Eight (8) bedrooms and seven (7) bathrooms were inspected. There are no bodies of water. The physical plant, in general, was in good repair. Buildings and grounds are free from hazards. Indoor and outdoor passageways were free of obstruction. There is a charged fire extinguisher, operating smoke alarms, and carbon monoxide detectors. There is a locked area for medications, cleaning supplies, and sharps. LPA observed a working telephone and basic laundry equipment. Resident bedrooms had the required bedding and furniture. Bedrooms had sufficient lighting. LPA measured the hot water temperature in the resident bathrooms, and it ranged from 105 to 111 degrees F. The facility had a sufficient amount of linen and hygiene items for the residents. The facility had a sufficient amount of nonperishable and perishable food items. The food was kept in a safe and healthful manner. The facility menu was available for review. Dishes, glasses, and utensils were in good condition. The facility had a designated area for staff and resident records. Emergency disaster plan, emergency telephone numbers, personal rights, monthly activities, and complaint posters were posted in a common area. The facility was equipped with a complete first aid kit. There is adequate seating in the common areas. Facility had a supply of activities for the residents. Night lights were maintained in the hallways.
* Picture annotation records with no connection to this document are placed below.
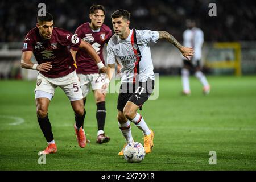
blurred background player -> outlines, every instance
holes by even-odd
[[[189,75],[191,71],[195,73],[196,77],[202,84],[203,93],[208,94],[210,90],[210,85],[201,70],[204,32],[200,28],[196,27],[196,22],[194,20],[187,19],[186,26],[187,29],[183,32],[183,44],[185,47],[192,47],[195,51],[195,55],[190,61],[183,60],[183,67],[181,69],[183,88],[182,93],[184,95],[190,95],[191,93],[189,84]]]
[[[36,27],[28,32],[24,39],[21,66],[39,71],[35,90],[36,114],[40,127],[48,143],[47,147],[41,154],[57,152],[48,109],[55,88],[58,86],[68,97],[75,112],[74,128],[79,144],[81,148],[86,144],[82,128],[85,117],[82,92],[68,46],[85,50],[97,63],[100,71],[106,71],[106,68],[93,48],[69,31],[53,28],[53,18],[48,12],[44,16],[38,16]],[[31,61],[32,54],[39,64]]]
[[[103,6],[94,5],[90,7],[90,22],[85,23],[76,30],[77,36],[90,43],[105,64],[103,47],[112,35],[111,29],[103,24],[105,11]],[[95,61],[86,52],[72,47],[71,52],[77,65],[76,73],[79,77],[84,94],[85,105],[86,96],[92,88],[97,105],[96,119],[98,133],[96,142],[99,144],[108,142],[109,136],[105,135],[104,125],[106,119],[105,96],[101,93],[101,87],[105,76],[98,74],[98,68]],[[83,127],[83,126],[82,126]]]
[[[131,122],[143,133],[145,152],[150,153],[154,146],[154,133],[142,116],[137,113],[139,108],[141,110],[142,105],[148,100],[154,87],[155,75],[150,43],[156,43],[161,39],[166,39],[188,59],[188,56],[193,56],[193,51],[191,48],[183,47],[166,31],[130,29],[130,14],[126,10],[117,10],[111,17],[115,34],[107,46],[108,78],[106,78],[102,92],[105,92],[108,88],[115,72],[117,60],[122,66],[117,119],[120,130],[126,140],[125,147],[133,140],[130,124]],[[123,149],[118,155],[123,155]]]

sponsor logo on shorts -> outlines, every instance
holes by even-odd
[[[71,42],[74,44],[76,44],[79,42],[79,38],[77,37],[76,35],[73,35],[72,37],[71,38]]]
[[[141,98],[141,97],[138,97],[137,95],[135,95],[135,97],[137,98],[137,101],[138,101],[138,100],[139,100],[139,98]]]
[[[36,80],[36,85],[38,85],[38,86],[39,86],[40,85],[40,84],[41,84],[42,81],[42,80],[41,78],[38,78]]]
[[[84,37],[82,39],[82,40],[87,42],[88,43],[93,42],[94,41],[94,38],[92,36],[87,36],[86,37]]]

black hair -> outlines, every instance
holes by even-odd
[[[118,10],[111,15],[112,18],[117,18],[120,17],[123,17],[123,18],[125,18],[127,20],[130,20],[131,14],[128,12],[128,11],[125,10]]]
[[[46,12],[46,15],[43,16],[43,15],[38,15],[38,23],[42,23],[43,22],[51,22],[53,20],[53,17],[51,14],[51,13],[48,12]]]
[[[97,10],[101,10],[103,11],[103,13],[105,15],[105,11],[104,6],[101,5],[93,5],[90,7],[90,14],[93,14],[93,13],[96,13]]]

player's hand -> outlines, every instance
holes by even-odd
[[[98,71],[99,74],[106,73],[106,72],[107,72],[107,68],[106,67],[104,67],[102,68],[101,69],[100,69],[100,70]]]
[[[36,69],[39,71],[45,72],[48,72],[52,68],[52,66],[51,64],[51,62],[43,63],[36,67]]]
[[[194,49],[192,48],[184,46],[180,49],[180,52],[181,52],[183,56],[187,58],[188,60],[190,60],[190,59],[194,55],[195,53]]]

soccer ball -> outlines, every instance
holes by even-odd
[[[123,150],[125,159],[129,163],[139,163],[143,160],[145,155],[143,146],[137,142],[130,143]]]

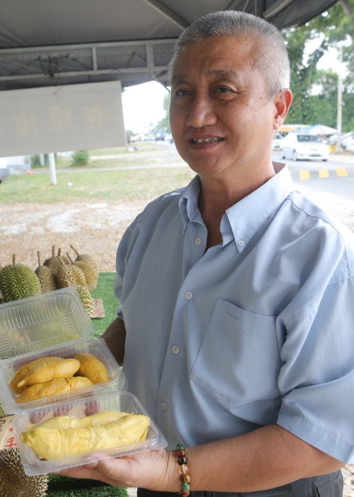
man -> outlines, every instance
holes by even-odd
[[[181,441],[192,494],[342,495],[354,241],[272,163],[289,74],[281,35],[250,14],[213,13],[180,37],[171,129],[197,174],[127,230],[104,335],[170,450],[66,474],[177,492]]]

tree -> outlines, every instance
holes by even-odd
[[[317,69],[323,51],[335,47],[339,41],[353,40],[354,36],[354,0],[341,0],[324,12],[296,29],[284,30],[283,35],[287,44],[291,64],[291,89],[294,95],[292,105],[286,118],[288,122],[313,124],[321,122],[337,126],[338,76],[332,71]],[[318,49],[308,57],[305,56],[309,41],[317,40]],[[344,61],[348,62],[349,74],[343,82],[342,129],[353,129],[354,115],[353,81],[354,76],[354,51],[353,43],[346,48]],[[317,88],[317,94],[314,88]]]

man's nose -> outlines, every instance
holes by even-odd
[[[201,128],[212,126],[217,120],[216,114],[211,98],[206,96],[196,95],[191,102],[186,120],[187,126]]]

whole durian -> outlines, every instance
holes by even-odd
[[[62,255],[61,254],[62,249],[61,248],[59,248],[58,250],[58,255],[55,254],[55,246],[52,246],[52,257],[49,257],[43,262],[44,266],[48,266],[48,267],[50,268],[52,271],[54,271],[55,268],[58,267],[58,265],[62,262],[63,264],[69,264],[70,262],[68,259],[65,257],[65,255]]]
[[[73,264],[76,267],[79,267],[85,275],[85,278],[87,282],[87,289],[89,291],[93,290],[97,286],[97,280],[98,279],[98,271],[94,269],[90,264],[85,260],[76,260],[73,262],[70,255],[67,252],[67,256],[70,260],[71,264]]]
[[[85,262],[88,262],[92,268],[94,269],[95,271],[97,271],[98,275],[99,272],[98,264],[95,260],[94,257],[92,257],[92,255],[89,255],[86,253],[80,254],[78,253],[75,247],[74,247],[72,245],[71,245],[70,247],[77,256],[76,258],[75,262],[78,262],[78,261],[84,261]]]
[[[0,291],[5,302],[42,293],[38,277],[30,267],[16,264],[14,254],[12,265],[5,266],[0,272]]]
[[[80,285],[85,288],[87,283],[85,275],[79,267],[73,264],[64,264],[61,261],[53,268],[58,288],[65,288],[71,285]]]
[[[58,287],[53,270],[48,266],[41,264],[40,254],[39,252],[37,252],[37,254],[38,256],[38,267],[34,272],[38,277],[42,293],[45,293],[46,292],[56,290]]]
[[[48,487],[47,475],[26,475],[17,447],[0,450],[0,495],[1,497],[42,497]]]
[[[95,303],[91,294],[87,288],[81,285],[74,285],[74,286],[76,288],[78,296],[81,299],[81,301],[83,304],[84,307],[87,311],[88,315],[90,318],[92,318],[93,315]]]

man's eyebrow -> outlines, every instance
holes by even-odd
[[[181,84],[186,82],[187,76],[184,74],[177,75],[172,78],[172,84]]]
[[[209,74],[217,76],[218,78],[228,78],[231,76],[232,78],[239,78],[239,73],[236,72],[234,69],[229,68],[222,68],[220,69],[210,69],[208,71]]]
[[[220,78],[232,78],[239,79],[240,77],[239,73],[235,71],[234,69],[227,67],[222,68],[220,69],[210,69],[207,74]],[[188,76],[187,74],[176,75],[172,78],[172,84],[181,84],[185,83],[188,79]]]

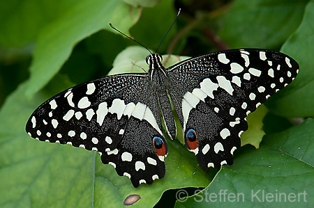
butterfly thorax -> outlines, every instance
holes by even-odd
[[[162,60],[161,56],[157,54],[151,54],[146,58],[149,66],[149,82],[158,96],[167,93],[167,86],[169,83],[168,76],[161,63]]]

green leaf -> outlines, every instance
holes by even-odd
[[[261,105],[246,117],[248,129],[241,135],[241,146],[251,144],[256,149],[260,148],[260,143],[265,135],[263,130],[263,118],[267,112],[266,106]]]
[[[232,166],[223,166],[209,186],[186,202],[177,202],[177,207],[230,207],[238,201],[238,194],[244,207],[311,207],[314,204],[313,129],[314,120],[308,119],[267,136],[259,150],[242,148]]]
[[[77,1],[78,2],[82,1]],[[73,6],[71,0],[0,1],[0,45],[24,47],[33,44],[38,32]]]
[[[128,73],[144,72],[143,69],[148,72],[149,66],[146,63],[146,57],[149,55],[147,49],[140,46],[131,46],[121,51],[114,61],[114,67],[108,75]],[[163,64],[168,67],[179,61],[188,58],[188,56],[163,55]],[[166,62],[166,63],[165,63]]]
[[[137,21],[138,9],[120,1],[85,0],[70,7],[38,35],[27,95],[42,88],[68,58],[74,45],[101,30],[112,30],[109,23],[126,31]]]
[[[294,31],[307,0],[237,0],[219,35],[231,48],[276,48]]]
[[[283,97],[267,106],[276,114],[286,117],[314,116],[314,2],[307,5],[300,26],[283,45],[281,51],[294,58],[300,66],[299,74],[287,87]],[[281,92],[280,92],[281,93]],[[285,97],[283,97],[285,96]]]

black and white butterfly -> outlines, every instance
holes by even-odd
[[[202,168],[232,164],[246,117],[297,76],[295,61],[256,49],[218,51],[165,68],[151,54],[147,73],[100,78],[50,98],[26,127],[33,138],[98,151],[103,163],[128,177],[135,187],[165,175],[169,136],[177,127]],[[163,120],[161,118],[163,117]],[[170,152],[171,154],[171,152]]]

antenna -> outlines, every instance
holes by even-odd
[[[151,53],[151,54],[152,54],[153,53],[151,53],[151,51],[147,48],[146,47],[144,47],[143,45],[142,45],[141,43],[138,42],[137,41],[136,41],[135,40],[134,40],[133,38],[126,35],[126,34],[124,34],[124,33],[122,33],[121,31],[120,31],[119,30],[118,30],[117,29],[116,29],[115,27],[113,26],[113,25],[111,23],[109,23],[109,25],[111,26],[112,29],[113,29],[114,30],[115,30],[116,31],[120,33],[121,34],[124,35],[124,36],[126,36],[128,38],[130,38],[130,40],[132,40],[133,41],[137,42],[137,44],[142,45],[143,47],[144,47],[147,51],[149,51],[149,53]]]
[[[155,51],[155,54],[157,54],[157,51],[159,49],[159,47],[160,46],[161,43],[163,42],[163,40],[165,39],[165,36],[167,36],[167,35],[168,34],[169,31],[170,31],[171,28],[172,27],[172,26],[174,25],[174,22],[177,20],[177,18],[178,18],[179,15],[180,15],[180,11],[181,11],[181,8],[179,9],[179,12],[178,14],[177,15],[176,18],[174,19],[174,20],[172,22],[172,24],[170,26],[170,27],[169,28],[168,31],[167,31],[166,34],[165,35],[165,36],[163,36],[163,40],[161,40],[160,42],[159,43],[158,47],[157,47],[157,49]]]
Pre-licensing inspection is complete, and no corrections are needed to be made. Facility appears to be ready for licensure. An exit interview was conducted where this report was discussed and provided to the Applicant Eileen Sanchez.
SUPERVISORS NAME: Karen Clemons
LICENSING EVALUATOR NAME: Sarina Ramirez
LICENSING EVALUATOR SIGNATURE: DATE: 11/15/2024
I acknowledge receipt of this form and understand my licensing appeal rights as explained and received.
FACILITY REPRESENTATIVE SIGNATURE: DATE: 11/15/2024
This report must be available at Child Care and Group Home facilities for public review for 3 years.